The fourth stone is that of William Marriott, who died on 11th December 1871. He is described on the stone as Poet, Singer, and Thatcher, and so far as is known, he is the only poet Woodford has produced. One of his poems [The Steeplechase] is recorded in one of the village scrapbooks and is as follows:
‘Twas on the seventh of Bright May At half past six that day. As I stood in a certain place I saw a splendid steeplechase. I hope I shall be free from blame As I record each runners name: The victor’s name you first shall hear. ‘Twas Mr. Bolton Lancashire. Young Crispin followed in his track. Young Grinder too, and Spring Heeled Jack. Went up the hill as if they flew. And very soon were lost to view. They hurried round with might and main And soon appeared in sight again. But when they got into the mead Young Lancashire put on more speed. To win he always felt inclined. And very soon left all behind. Young Grinder drove him sharply in. His prize he did most nobly win. Spring Heeled Jack came in like a bird. He had the luck to come in third. Young Crispin then came in, we know. Oh dear, how he did puff and blow! Then came the little Dorset Pet: No-one dare on him to bet! Light Blue came weary, far behind. For he was rather short of wind. Sir Isaac Newton lost the fun: He hurt his foot and could not run. Three cheers for Bolton Lancashire! His fame has spread both far and near.
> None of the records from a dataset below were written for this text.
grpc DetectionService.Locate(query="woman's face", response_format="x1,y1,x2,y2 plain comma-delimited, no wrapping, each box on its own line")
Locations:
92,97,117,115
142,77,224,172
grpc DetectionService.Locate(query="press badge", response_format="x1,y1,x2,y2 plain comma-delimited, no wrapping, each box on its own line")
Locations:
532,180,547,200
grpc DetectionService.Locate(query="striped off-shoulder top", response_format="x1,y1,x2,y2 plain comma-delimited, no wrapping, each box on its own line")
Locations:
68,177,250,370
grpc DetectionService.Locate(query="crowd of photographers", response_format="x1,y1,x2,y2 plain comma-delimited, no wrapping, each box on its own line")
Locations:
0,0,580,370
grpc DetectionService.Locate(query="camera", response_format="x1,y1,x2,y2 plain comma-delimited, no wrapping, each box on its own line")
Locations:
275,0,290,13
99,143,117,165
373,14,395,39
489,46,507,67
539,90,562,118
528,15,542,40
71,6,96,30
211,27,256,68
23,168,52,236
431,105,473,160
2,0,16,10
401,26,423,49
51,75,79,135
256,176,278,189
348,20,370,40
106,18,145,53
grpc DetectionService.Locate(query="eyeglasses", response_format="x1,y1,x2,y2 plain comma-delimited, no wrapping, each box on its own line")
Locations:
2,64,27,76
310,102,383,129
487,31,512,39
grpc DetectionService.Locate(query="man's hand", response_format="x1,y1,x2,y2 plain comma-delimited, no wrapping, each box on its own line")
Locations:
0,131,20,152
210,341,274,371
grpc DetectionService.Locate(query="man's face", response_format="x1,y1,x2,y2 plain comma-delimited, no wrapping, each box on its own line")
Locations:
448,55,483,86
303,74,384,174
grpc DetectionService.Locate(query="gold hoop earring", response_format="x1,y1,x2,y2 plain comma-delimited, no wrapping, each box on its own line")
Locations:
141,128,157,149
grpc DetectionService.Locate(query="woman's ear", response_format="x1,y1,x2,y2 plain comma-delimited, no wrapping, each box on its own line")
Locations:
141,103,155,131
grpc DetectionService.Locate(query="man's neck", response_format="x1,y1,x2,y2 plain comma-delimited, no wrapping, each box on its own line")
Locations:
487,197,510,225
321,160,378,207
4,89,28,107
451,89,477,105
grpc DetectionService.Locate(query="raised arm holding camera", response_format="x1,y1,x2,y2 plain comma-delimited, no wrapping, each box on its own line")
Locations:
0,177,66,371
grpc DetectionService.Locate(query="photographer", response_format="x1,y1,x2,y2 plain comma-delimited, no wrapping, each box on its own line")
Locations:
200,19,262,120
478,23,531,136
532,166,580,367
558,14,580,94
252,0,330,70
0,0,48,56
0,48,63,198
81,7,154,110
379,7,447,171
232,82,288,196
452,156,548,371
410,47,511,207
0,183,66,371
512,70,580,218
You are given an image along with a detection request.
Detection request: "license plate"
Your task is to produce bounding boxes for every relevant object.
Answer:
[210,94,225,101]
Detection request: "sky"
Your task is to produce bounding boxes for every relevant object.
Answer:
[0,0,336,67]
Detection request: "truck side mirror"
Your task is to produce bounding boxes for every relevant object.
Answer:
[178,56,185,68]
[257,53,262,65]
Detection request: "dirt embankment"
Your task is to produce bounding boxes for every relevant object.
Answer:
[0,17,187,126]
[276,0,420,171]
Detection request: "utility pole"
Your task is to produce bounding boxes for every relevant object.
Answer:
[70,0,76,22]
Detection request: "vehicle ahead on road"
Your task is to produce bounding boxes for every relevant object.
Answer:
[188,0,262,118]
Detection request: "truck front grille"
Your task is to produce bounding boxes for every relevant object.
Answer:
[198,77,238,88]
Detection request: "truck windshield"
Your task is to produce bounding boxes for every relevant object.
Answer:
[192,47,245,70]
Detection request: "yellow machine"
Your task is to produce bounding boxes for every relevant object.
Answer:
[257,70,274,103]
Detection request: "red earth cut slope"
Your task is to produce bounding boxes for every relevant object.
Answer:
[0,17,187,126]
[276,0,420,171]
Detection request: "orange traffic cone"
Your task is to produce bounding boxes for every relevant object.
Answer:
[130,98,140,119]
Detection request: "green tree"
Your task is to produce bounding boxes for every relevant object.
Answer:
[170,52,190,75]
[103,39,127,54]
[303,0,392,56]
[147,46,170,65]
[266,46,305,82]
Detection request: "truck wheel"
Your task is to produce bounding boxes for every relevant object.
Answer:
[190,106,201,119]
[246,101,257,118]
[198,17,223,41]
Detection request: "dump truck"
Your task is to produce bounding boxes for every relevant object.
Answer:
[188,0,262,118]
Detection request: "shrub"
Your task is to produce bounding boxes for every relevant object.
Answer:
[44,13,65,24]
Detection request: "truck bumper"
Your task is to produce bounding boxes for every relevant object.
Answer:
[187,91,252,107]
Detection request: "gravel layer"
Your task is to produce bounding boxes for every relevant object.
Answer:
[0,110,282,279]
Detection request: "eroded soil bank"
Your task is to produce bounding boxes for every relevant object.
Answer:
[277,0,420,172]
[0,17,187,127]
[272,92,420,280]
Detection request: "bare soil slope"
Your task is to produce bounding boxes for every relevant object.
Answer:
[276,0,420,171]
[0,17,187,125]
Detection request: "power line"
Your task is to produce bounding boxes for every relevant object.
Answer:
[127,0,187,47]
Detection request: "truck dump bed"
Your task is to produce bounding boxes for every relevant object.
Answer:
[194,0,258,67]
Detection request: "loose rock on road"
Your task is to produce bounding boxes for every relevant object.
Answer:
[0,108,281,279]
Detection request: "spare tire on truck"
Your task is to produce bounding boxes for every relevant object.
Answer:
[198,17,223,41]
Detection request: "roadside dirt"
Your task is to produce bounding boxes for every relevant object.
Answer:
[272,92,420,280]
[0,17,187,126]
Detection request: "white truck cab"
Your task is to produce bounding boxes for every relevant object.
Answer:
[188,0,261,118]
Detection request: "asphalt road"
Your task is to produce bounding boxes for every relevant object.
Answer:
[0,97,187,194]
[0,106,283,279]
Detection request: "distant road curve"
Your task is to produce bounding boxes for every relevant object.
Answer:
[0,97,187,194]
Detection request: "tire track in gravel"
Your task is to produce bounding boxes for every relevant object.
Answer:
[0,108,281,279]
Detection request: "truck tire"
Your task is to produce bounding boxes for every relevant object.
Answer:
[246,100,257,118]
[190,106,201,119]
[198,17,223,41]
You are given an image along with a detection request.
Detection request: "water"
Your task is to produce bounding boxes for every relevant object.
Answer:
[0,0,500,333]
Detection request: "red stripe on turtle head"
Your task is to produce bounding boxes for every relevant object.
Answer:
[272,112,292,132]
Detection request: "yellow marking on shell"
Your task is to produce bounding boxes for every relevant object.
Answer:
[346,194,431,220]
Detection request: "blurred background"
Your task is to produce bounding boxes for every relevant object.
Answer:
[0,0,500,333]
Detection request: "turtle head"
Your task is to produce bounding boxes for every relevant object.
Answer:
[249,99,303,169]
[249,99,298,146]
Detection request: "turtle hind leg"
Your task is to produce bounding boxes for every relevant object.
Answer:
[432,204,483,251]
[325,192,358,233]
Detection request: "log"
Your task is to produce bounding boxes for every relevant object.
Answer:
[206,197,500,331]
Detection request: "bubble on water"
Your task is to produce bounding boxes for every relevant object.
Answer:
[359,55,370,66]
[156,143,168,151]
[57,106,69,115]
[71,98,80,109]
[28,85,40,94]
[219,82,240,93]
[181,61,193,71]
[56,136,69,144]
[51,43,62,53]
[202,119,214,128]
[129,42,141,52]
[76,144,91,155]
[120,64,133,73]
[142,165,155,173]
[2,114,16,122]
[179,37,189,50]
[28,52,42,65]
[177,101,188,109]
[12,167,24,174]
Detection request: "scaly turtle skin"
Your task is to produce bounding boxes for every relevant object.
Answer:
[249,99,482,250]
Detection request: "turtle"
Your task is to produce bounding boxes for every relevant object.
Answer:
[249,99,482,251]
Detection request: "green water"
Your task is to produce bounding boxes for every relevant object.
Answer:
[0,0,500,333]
Two of the names mentioned are of local men, Spring Heeled Jack was the father of the late Mr. Jack Bird and his brother George, for many years the local carpenters and undertakers. Young Grinder was Mr. Thomas Ward, a member of the blacksmith family, he had his nickname because he was a miller. He was later, killed when he was caught in the cogs of the mill where he worked. The Dorset Pet was so called because he was beloved by everyone, he, and all the other runners, were students with the Reverend H.H. Minchin.